昔から、恐竜のオスとメスを化石で見分けることはとても難しいことでした。しかし、最近の研究で、ハドロサウルスという恐竜のグループでは、性別が分かるかもしれないという発見がありました。
ハドロサウルスは、カモノハシ竜とも呼ばれる草食恐竜で、白亜紀の終わりごろに世界中に住んでいました。多くのハドロサウルスの化石には、尾の付け根の骨に同じような傷が見つかっています。この傷は、治ったあとが残っているので、恐竜が生きているときにできたものだと考えられます。

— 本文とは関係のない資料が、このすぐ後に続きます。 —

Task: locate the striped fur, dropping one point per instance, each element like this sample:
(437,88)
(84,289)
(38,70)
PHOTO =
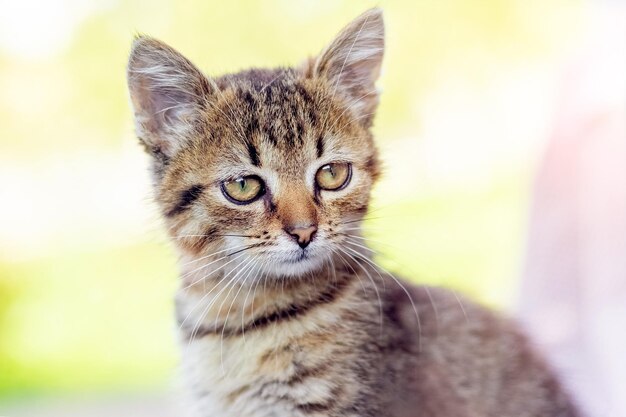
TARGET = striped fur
(268,328)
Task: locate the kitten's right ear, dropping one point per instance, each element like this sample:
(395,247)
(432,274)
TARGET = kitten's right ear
(167,92)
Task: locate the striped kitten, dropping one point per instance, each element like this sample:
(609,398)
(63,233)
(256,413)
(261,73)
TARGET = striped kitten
(263,177)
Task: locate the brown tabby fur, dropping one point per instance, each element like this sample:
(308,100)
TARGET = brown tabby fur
(270,329)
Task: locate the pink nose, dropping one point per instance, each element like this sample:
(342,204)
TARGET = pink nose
(302,235)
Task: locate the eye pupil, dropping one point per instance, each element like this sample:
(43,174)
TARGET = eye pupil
(333,176)
(243,190)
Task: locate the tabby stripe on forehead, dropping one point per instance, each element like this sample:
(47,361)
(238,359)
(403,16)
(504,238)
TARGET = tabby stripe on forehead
(185,200)
(320,146)
(253,153)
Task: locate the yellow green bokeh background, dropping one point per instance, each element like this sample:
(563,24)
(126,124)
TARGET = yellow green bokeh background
(86,274)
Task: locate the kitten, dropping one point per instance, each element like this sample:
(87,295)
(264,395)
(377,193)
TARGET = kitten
(263,178)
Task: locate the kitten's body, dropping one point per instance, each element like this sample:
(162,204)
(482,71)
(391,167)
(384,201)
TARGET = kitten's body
(272,327)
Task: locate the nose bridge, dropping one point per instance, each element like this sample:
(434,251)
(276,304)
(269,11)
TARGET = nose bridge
(296,208)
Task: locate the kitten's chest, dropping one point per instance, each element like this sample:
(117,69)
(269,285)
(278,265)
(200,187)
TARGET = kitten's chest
(262,375)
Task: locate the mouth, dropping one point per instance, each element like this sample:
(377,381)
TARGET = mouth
(303,255)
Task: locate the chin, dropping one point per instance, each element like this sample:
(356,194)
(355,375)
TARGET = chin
(297,264)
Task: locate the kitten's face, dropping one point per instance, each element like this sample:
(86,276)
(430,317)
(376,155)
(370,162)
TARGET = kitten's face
(270,168)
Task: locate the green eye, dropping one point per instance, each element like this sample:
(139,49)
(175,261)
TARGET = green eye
(243,190)
(333,176)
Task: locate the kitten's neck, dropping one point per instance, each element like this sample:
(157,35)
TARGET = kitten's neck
(223,307)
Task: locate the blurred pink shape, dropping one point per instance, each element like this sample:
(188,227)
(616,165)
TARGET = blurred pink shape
(574,286)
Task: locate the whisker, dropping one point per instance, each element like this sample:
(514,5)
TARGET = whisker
(380,302)
(397,281)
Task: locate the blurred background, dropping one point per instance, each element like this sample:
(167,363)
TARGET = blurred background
(502,129)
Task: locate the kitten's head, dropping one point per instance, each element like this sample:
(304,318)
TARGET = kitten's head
(271,168)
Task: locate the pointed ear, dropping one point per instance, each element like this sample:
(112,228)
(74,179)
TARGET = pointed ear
(352,61)
(167,93)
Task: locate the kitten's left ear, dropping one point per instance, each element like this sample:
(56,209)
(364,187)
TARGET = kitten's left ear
(351,63)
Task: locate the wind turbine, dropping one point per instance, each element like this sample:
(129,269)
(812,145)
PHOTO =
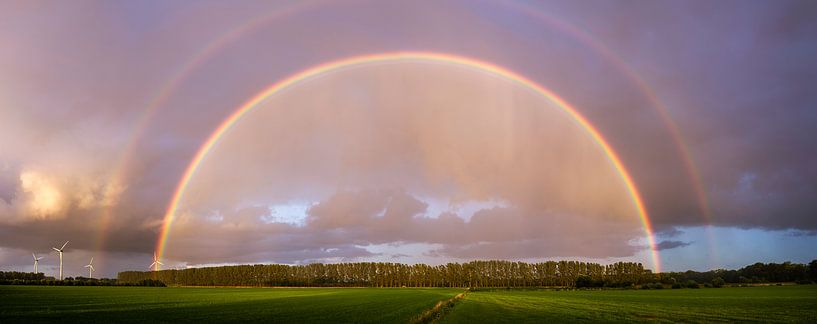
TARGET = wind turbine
(36,262)
(155,263)
(90,267)
(60,250)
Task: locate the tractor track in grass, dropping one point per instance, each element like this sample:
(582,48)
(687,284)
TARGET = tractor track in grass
(439,310)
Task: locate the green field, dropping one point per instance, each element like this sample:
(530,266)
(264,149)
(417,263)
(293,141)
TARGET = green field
(764,304)
(26,304)
(398,305)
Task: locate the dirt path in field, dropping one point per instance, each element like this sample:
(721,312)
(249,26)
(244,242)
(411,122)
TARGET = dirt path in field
(439,310)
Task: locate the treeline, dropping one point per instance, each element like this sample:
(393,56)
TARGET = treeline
(39,279)
(474,274)
(755,273)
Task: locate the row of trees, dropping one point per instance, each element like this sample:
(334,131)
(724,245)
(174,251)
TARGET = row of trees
(39,279)
(755,273)
(475,274)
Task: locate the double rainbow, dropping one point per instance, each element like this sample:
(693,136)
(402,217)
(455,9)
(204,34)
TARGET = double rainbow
(431,57)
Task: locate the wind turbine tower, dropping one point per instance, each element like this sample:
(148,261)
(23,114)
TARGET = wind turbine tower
(155,265)
(90,267)
(36,262)
(60,250)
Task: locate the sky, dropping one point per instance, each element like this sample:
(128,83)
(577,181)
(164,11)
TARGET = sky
(708,106)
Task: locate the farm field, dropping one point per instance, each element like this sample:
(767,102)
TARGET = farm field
(27,304)
(762,304)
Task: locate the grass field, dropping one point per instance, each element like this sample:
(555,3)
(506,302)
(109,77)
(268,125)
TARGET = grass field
(763,304)
(29,304)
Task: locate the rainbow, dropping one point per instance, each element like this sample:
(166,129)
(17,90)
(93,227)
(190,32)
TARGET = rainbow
(433,57)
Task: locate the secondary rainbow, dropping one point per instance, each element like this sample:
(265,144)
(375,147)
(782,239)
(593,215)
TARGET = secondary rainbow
(457,60)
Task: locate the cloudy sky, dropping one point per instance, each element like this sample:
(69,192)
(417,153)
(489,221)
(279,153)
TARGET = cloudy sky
(709,105)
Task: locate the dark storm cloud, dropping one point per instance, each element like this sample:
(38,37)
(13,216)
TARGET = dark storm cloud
(666,245)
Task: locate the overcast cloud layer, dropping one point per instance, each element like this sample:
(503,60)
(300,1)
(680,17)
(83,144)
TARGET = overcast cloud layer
(424,162)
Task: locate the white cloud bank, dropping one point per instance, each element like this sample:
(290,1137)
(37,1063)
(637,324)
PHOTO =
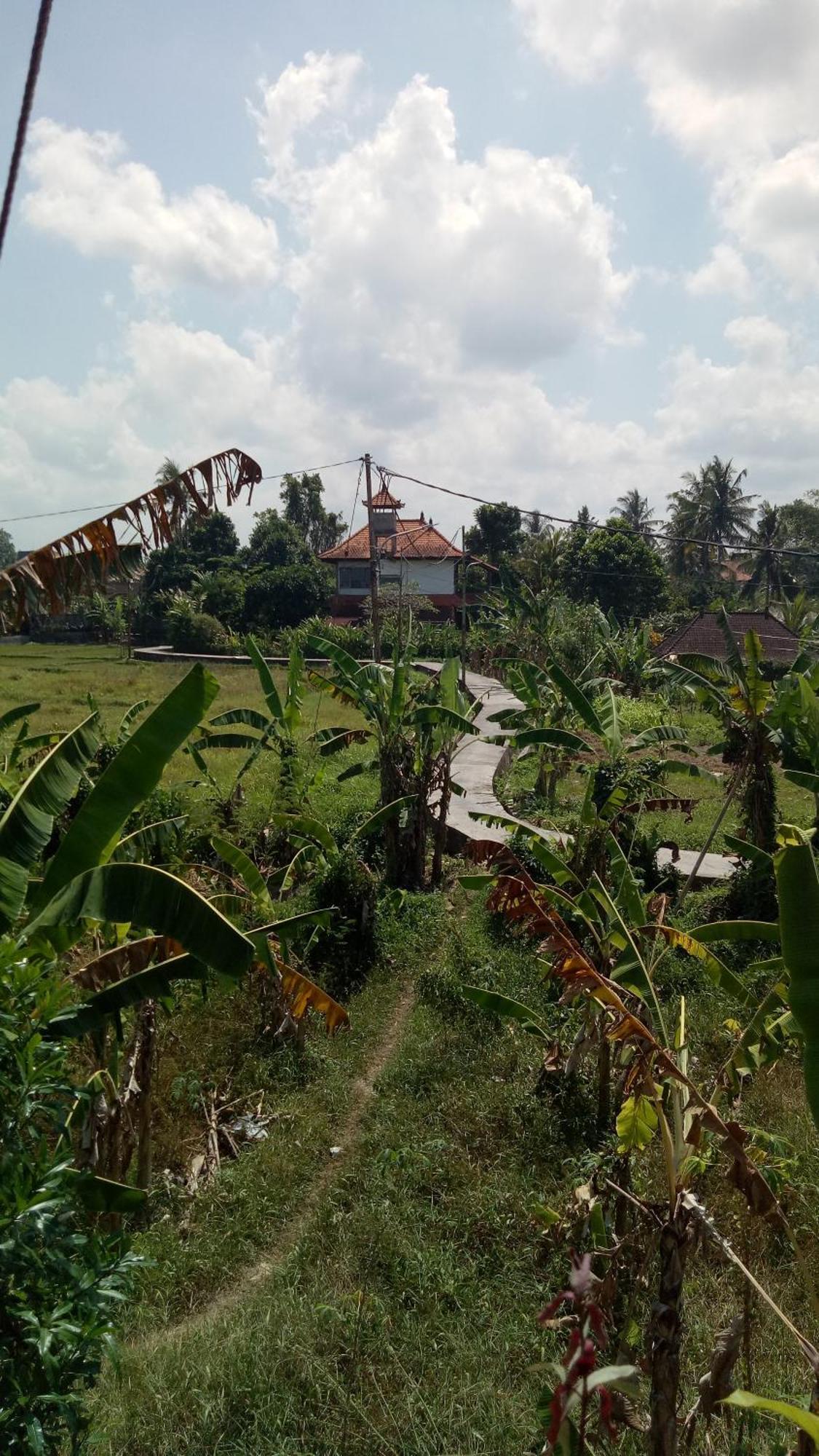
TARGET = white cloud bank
(426,292)
(90,196)
(733,85)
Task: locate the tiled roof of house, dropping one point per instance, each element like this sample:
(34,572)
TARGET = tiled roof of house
(384,502)
(703,636)
(413,541)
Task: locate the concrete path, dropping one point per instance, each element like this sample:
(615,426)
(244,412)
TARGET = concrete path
(477,765)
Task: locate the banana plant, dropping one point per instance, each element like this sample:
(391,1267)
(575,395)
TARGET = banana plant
(542,707)
(413,727)
(602,949)
(84,887)
(739,694)
(277,729)
(21,748)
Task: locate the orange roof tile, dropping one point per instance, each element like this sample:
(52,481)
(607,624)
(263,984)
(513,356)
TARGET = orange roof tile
(413,541)
(384,502)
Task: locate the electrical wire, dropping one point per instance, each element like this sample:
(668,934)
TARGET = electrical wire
(114,506)
(36,58)
(604,526)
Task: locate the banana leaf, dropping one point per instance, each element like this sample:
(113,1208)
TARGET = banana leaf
(28,822)
(506,1008)
(129,780)
(157,981)
(152,901)
(248,873)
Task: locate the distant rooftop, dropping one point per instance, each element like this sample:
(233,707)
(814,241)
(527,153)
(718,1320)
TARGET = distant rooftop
(384,502)
(703,636)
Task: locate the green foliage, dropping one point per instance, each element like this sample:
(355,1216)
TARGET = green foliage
(8,551)
(617,570)
(496,534)
(223,598)
(60,1281)
(277,542)
(346,950)
(282,596)
(191,631)
(305,510)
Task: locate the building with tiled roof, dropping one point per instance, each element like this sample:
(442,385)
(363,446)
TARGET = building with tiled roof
(703,636)
(410,553)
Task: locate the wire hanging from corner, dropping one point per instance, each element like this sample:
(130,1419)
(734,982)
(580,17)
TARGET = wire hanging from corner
(36,58)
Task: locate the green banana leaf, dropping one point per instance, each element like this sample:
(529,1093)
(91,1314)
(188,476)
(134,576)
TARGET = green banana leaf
(746,1401)
(248,873)
(151,901)
(506,1008)
(15,714)
(28,822)
(157,981)
(736,931)
(127,781)
(270,691)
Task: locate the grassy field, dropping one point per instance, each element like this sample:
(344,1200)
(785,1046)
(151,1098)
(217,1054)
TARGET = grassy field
(65,681)
(369,1278)
(516,788)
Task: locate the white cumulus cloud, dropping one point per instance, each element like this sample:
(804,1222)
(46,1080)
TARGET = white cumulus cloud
(410,253)
(87,193)
(733,85)
(298,98)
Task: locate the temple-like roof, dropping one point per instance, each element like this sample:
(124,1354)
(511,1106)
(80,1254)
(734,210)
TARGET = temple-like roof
(384,502)
(413,541)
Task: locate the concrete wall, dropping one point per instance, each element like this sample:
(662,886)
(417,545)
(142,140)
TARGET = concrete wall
(432,577)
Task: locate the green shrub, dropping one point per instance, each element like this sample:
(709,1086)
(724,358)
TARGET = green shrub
(346,950)
(637,714)
(60,1281)
(285,596)
(196,633)
(223,598)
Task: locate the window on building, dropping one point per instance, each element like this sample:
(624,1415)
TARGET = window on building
(353,579)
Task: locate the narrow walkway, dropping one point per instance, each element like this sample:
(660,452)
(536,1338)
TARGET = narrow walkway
(477,765)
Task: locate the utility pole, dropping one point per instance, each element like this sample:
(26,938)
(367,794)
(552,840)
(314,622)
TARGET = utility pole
(464,569)
(373,561)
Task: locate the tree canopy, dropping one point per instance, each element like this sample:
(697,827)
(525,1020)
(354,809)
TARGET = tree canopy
(617,570)
(496,532)
(305,510)
(277,542)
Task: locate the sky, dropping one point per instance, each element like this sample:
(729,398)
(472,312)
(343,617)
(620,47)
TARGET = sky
(541,251)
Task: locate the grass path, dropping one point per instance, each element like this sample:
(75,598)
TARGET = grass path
(347,1142)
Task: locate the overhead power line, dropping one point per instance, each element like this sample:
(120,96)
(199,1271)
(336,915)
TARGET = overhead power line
(36,58)
(604,526)
(114,506)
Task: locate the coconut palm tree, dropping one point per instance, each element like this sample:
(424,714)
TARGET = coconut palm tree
(799,614)
(634,510)
(767,567)
(167,472)
(713,507)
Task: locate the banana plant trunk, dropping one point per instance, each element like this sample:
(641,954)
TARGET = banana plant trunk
(440,829)
(666,1334)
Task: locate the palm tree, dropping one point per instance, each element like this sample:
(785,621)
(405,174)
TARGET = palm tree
(737,692)
(713,509)
(634,510)
(167,472)
(767,566)
(799,615)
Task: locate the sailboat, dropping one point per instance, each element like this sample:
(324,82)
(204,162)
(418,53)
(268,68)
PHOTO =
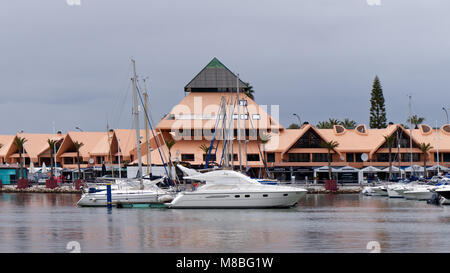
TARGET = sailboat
(129,191)
(226,188)
(232,189)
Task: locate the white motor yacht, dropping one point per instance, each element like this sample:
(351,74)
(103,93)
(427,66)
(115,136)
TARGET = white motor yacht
(397,190)
(444,193)
(419,193)
(231,189)
(126,192)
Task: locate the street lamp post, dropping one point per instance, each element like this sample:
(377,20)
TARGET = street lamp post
(446,113)
(299,120)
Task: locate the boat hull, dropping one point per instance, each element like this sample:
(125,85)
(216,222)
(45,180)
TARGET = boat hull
(418,195)
(131,197)
(237,200)
(396,193)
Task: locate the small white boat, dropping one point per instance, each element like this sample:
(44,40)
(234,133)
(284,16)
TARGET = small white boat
(375,191)
(125,193)
(419,193)
(231,189)
(397,190)
(444,193)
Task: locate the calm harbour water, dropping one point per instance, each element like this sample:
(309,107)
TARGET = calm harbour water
(320,223)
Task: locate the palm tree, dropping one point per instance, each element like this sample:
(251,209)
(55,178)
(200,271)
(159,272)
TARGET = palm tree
(390,142)
(328,124)
(348,123)
(205,150)
(416,120)
(19,142)
(169,145)
(294,126)
(249,91)
(52,145)
(330,145)
(425,148)
(264,137)
(77,145)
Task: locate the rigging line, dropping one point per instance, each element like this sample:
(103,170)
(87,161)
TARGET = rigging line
(117,96)
(118,118)
(226,134)
(214,136)
(259,150)
(160,141)
(159,137)
(151,128)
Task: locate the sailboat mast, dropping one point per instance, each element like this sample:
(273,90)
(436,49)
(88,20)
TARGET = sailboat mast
(437,147)
(136,123)
(231,129)
(398,155)
(239,122)
(410,135)
(225,134)
(146,129)
(110,151)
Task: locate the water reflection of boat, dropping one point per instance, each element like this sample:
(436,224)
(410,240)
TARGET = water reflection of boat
(444,193)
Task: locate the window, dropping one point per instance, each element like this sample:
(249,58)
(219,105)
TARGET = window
(403,140)
(211,157)
(383,157)
(243,102)
(68,160)
(321,158)
(187,157)
(252,157)
(350,157)
(234,157)
(406,157)
(358,157)
(270,157)
(299,157)
(446,157)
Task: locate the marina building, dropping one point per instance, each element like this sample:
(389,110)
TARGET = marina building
(197,121)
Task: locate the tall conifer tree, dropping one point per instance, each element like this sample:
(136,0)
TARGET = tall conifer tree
(377,108)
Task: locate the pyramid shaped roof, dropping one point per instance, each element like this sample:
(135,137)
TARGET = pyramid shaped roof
(214,77)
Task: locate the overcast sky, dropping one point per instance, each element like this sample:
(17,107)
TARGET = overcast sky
(71,64)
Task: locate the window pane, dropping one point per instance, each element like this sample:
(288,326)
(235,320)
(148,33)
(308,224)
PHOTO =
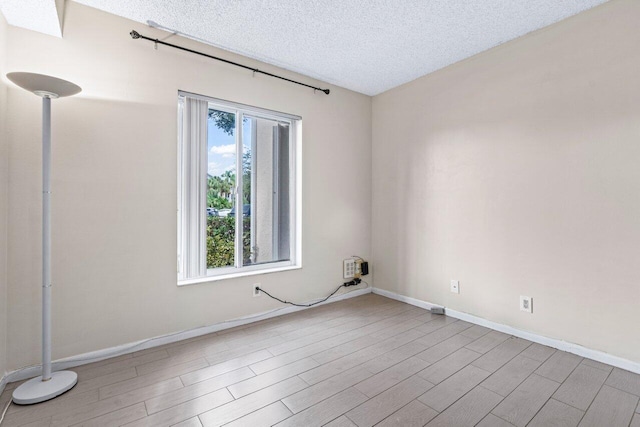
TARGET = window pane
(266,191)
(221,181)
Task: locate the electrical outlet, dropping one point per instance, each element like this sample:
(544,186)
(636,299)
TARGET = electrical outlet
(349,268)
(526,304)
(455,286)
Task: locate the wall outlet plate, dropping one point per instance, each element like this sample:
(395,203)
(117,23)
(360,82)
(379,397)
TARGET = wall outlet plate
(455,286)
(349,268)
(526,304)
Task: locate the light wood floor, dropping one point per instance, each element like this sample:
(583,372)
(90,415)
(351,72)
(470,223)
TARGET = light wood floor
(363,361)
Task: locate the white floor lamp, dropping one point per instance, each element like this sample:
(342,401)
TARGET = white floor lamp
(48,385)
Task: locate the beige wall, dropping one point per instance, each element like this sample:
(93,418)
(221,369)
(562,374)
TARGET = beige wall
(114,187)
(4,198)
(517,173)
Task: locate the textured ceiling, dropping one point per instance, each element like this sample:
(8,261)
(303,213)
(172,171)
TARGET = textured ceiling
(36,15)
(367,46)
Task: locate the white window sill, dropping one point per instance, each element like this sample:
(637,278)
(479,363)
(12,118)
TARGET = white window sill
(237,274)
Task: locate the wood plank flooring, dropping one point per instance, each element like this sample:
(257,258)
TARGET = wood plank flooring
(359,362)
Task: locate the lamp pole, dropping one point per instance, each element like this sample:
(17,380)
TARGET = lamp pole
(49,384)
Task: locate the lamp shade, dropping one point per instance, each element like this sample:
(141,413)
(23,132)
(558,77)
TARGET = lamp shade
(42,85)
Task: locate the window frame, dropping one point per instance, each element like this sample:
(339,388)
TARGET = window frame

研究者たちは、この傷がオスがメスの上に乗って交尾したときにできたものではないかと考えています。いろいろな場所のハドロサウルスの化石を調べると、同じような傷がたくさん見つかりました。ほかの理由、たとえばケンカや事故でできた傷ではないかも調べましたが、交尾のときの傷が一番説明しやすいということが分かりました。
この発見で、ハドロサウルスのメスを見分ける手がかりになるかもしれません。しかし、まだ研究は始まったばかりで、もっと多くの化石を調べる必要があります。恐竜の性別を骨だけで見分けるのはとても難しいですが、今回の研究は新しい一歩となりました。